We begin by loading and inspecting the required data from MIMIC-IV:
# load information about ICU admission episode
adm_info <- load_concepts("adm_episode", "miiv", verbose = FALSE)
# subset to only first admission episode
patient_ids <- id_col(adm_info[adm_episode == 1])

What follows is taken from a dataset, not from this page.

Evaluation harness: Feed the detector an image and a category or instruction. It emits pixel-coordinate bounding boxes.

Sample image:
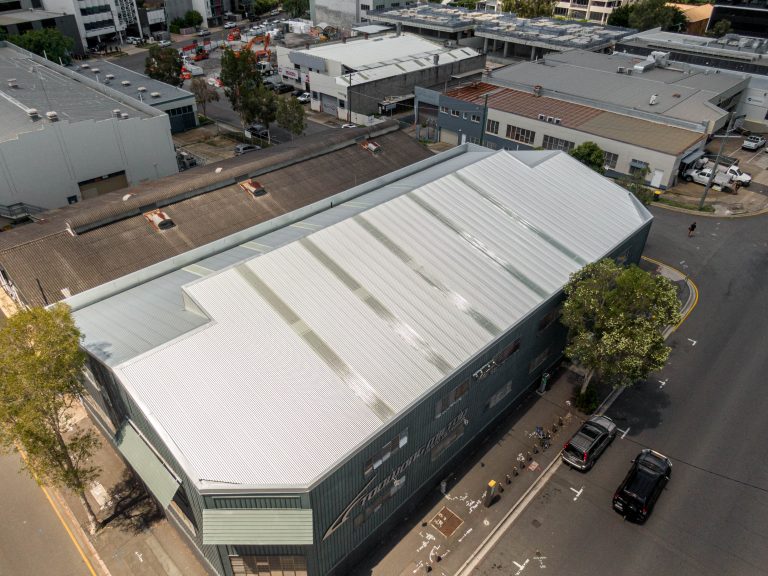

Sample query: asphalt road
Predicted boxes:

# load relevant concepts for investigating mortality
dat <- load_concepts(c("acu_24", "diag", "age", "sex", "charlson",
"lact_24", "pafi_24", "ast_24",
"race", "death"), "miiv", patient_ids = patient_ids,
verbose = FALSE)
# compare only White and African-American patients
dat <- dat[race %in% c("Caucasian", "African American")]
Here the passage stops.